In questa nuova ricerca, è stato descritto un vasto insieme di strumenti in pietra, ossa fossili e elementi chimici derivati da materiali dentali e vegetali. Sono stati analizzati persino i frammenti microscopici di piante, alcuni pollini antichi e del carbone di legna aerotrasportato da incendi naturali, recuperati da antichi alvei e affioramenti di laghi nelle pianure del Serengeti.
Tutto l’insieme dei dati raccolti in questo studio, presentano le prime prove dell’attività umana nella gola di Olduvai: circa 2 milioni di anni fa. Inoltre dimostrano anche che i primi esseri umani erano in grado di sfruttare una grande diversità di habitat, adattandosi al costante cambiamento.
Gli strumenti di pietra scoperti nel sito, appartengono alla “cultura” che gli archeologi identificano come Oldoviana. In Africa orientale, l’era Oldoviana ha avuto inizio circa 2,6 milioni di anni fa. Questa scoperta rappresenta un importante punto di riferimento che mostra che i primi esseri umani interagirono con il loro ambiente in nuovi modi, ad esempio cambiando la loro dieta combinando carne e piante.
La concentrazione di strumenti di pietra e fossili di animali è la prova che sia gli uomini che la fauna si sono stabiliti intorno alle fonti d’acqua. Abbiamo anche appreso che gli ominidi dell’era Oldoviana portavano con sé le rocce da cui ricavavano gli strumenti, raccolti da luoghi lontani dal bacino di Olduvai, per l’esattezza circa 12 chilometri più a est.

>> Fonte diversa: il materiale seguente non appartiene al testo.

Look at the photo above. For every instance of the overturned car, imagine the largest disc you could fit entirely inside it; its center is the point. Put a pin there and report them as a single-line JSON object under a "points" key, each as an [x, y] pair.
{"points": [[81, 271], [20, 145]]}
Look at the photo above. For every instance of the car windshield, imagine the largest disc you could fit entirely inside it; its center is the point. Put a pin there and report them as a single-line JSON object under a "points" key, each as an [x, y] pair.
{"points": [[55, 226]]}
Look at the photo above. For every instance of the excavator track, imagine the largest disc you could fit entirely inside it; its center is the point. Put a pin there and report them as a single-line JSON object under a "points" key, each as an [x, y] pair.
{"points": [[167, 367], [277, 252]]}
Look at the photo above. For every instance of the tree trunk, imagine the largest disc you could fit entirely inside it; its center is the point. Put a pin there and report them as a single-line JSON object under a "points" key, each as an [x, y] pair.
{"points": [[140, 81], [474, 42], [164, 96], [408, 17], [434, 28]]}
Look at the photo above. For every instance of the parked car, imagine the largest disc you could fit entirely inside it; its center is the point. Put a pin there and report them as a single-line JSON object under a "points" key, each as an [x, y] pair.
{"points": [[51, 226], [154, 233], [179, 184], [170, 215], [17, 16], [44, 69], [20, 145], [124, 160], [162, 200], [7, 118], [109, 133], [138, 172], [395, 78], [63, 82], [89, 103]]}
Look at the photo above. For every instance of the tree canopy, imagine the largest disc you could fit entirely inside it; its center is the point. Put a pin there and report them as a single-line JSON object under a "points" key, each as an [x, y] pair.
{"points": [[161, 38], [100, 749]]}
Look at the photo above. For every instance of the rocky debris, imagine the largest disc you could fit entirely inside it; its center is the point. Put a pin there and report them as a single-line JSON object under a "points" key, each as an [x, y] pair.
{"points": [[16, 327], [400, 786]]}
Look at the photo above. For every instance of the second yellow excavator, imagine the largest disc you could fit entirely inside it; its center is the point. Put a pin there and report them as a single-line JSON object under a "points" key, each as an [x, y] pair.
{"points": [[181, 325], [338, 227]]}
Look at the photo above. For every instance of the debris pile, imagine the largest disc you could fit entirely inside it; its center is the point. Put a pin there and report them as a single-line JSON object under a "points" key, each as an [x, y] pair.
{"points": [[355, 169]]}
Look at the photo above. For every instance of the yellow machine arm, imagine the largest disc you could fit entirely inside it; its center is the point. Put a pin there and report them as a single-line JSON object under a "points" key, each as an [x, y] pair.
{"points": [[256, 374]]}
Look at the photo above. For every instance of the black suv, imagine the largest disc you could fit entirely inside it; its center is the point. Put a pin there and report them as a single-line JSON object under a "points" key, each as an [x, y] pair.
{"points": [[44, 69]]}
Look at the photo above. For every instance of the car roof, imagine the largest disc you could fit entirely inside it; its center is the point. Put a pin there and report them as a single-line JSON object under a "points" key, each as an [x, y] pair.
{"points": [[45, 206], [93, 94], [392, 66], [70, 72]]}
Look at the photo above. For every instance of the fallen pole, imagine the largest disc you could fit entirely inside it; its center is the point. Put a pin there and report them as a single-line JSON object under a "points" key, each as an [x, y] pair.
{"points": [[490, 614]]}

Inoltre svilupparono anche una certa flessibilità nell’utilizzare vari ambienti mutevoli. Questa ricerca rivela infatti che i paesaggi geologici, sedimentari e vegetali intorno a Ewass Oldupa sono molto cambiati, e rapidamente. Eppure gli ominidi hanno continuato a fare ritorno in questi luoghi, per utilizzare le risorse locali, per oltre 200.000 anni.
Hanno utilizzato una grande diversità di habitat: prati di felci, mosaici boschivi, paesaggi bruciati naturalmente, palmeti sul lago e steppe. Questi habitat venivano regolarmente ricoperti dalla cenere o rielaborati da flussi associati alle eruzioni vulcaniche.
Grazie ai passati lavori radiometrici e a quelli attuali, che utilizzano l’Argon per datare la deposizione di materiali vulcanici che racchiudono i reperti archeologici, i ricercatori hanno potuto datare questi manufatti a un periodo noto come Pleistocene inferiore, ovvero circa 2 milioni di anni fa.
Questo significa dunque che già 2 milioni di anni fa, gli ominidi erano in grado di costruire ed utilizzare dei rudimentali strumenti. Ciò che rimane ora da chiarire è di quali ominidi si trattasse. Non sono infatti stati recuperati fossili di ominidi, a parte i resti di Homo habilis trovati nei sedimenti più giovani di un altro sito a soli 350 metri di distanza.
È probabile che l’Homo habilis o un membro del genere Paranthropus, i cui resti sono stati trovati in precedenza anche nella gola di Olduvai, fosse il produttore di questi utensili. Ma saranno necessarie ulteriori ricerche per averne la certezza.